Distributed Interactive Visualization Using GPU-Optimized Spark

IEEE Trans Vis Comput Graph. 2021 Sep;27(9):3670-3684. doi: 10.1109/TVCG.2020.2990894. Epub 2021 Jul 29.

Abstract

With the advent of advances in imaging and computing technologies, large-scale data acquisition and processing have become commonplace in many science and engineering disciplines. Conventional workflows for large-scale data processing usually rely on in-house or commercial software that are designed for domain-specific computing tasks. Recent advances in MapReduce, which was originally developed for batch processing textual data via a simplified programming model of the map and reduce functions, have expanded its applications to more general tasks in big-data processing, such as scientific computing, and biomedical image processing. However, as shown in previous work, volume rendering and visualization using MapReduce is still considered challenging and impractical owing to the disk-based, batch-processing nature of its computing model.
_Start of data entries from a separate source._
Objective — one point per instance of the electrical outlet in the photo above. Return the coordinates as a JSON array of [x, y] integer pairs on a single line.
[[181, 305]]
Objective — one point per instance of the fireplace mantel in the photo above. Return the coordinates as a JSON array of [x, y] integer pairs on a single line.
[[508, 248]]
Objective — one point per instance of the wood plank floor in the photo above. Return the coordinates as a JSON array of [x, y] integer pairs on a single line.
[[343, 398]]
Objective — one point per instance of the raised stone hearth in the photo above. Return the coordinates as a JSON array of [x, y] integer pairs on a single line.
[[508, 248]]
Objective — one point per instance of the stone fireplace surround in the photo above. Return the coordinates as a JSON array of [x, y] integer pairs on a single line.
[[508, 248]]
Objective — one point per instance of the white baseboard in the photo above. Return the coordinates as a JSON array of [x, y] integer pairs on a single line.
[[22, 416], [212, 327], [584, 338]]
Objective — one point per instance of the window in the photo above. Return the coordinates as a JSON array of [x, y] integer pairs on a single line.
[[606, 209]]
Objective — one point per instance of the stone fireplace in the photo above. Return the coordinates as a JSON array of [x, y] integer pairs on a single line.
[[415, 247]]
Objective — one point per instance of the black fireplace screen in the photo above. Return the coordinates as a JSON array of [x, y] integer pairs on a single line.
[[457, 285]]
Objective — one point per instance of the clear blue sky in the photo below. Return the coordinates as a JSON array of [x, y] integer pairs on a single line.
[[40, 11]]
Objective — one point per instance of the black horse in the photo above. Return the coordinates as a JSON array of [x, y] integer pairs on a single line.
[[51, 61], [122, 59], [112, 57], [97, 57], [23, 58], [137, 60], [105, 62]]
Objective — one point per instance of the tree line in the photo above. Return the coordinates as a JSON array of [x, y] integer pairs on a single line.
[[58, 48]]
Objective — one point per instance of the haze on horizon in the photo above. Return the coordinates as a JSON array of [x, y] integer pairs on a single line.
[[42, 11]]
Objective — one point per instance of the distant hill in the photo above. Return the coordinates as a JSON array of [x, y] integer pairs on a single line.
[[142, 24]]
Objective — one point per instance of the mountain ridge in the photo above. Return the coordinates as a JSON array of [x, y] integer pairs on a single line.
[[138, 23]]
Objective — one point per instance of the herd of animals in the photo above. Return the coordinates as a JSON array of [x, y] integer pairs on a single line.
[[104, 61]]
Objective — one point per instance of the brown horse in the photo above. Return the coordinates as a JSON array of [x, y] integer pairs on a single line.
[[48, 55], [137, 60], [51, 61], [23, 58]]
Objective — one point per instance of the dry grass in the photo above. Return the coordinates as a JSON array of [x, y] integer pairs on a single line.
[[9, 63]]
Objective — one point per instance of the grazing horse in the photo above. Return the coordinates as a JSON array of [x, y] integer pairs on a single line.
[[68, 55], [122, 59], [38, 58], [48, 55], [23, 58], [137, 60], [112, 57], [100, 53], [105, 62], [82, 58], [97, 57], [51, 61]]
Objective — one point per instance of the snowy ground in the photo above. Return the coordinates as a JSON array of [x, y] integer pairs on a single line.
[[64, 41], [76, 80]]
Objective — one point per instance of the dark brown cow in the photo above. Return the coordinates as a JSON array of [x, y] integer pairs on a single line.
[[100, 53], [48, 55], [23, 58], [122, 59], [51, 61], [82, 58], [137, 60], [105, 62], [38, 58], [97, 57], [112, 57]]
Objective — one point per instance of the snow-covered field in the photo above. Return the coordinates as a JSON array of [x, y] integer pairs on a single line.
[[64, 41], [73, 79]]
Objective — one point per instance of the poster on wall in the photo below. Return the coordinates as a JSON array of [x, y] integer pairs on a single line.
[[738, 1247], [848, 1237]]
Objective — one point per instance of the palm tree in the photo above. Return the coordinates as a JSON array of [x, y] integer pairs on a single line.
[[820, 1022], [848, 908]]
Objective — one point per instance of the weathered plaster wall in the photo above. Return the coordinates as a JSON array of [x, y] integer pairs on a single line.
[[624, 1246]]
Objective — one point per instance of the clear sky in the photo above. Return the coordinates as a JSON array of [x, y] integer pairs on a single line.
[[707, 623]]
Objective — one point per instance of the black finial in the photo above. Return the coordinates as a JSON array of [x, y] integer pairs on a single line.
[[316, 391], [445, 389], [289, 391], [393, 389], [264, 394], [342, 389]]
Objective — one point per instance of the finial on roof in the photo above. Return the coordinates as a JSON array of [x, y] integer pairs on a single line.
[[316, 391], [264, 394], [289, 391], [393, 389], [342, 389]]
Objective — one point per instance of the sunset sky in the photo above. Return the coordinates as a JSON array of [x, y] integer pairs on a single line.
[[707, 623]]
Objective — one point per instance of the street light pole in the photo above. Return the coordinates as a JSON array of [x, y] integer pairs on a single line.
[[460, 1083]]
In this article, contrary to this common belief, we show that the MapReduce computing model can be effectively used for interactive visualization. Our proposed system is a novel extension of Spark, one of the most popular open-source MapReduce frameworks, which offers GPU-accelerated MapReduce computing. To minimize CPU-GPU communication and overcome slow, disk-based shuffle performance, the proposed system supports GPU in-memory caching and MPI-based direct communication between compute nodes. To allow for GPU-accelerated in-situ visualization using raster graphics in Spark, we leveraged the CUDA-OpenGL interoperability, resulting in faster processing speeds by several orders of magnitude compared to conventional MapReduce systems. We demonstrate the performance of our system via several volume processing and visualization tasks, such as direct volume rendering, iso-surface extraction, and numerical simulations with in-situ visualization.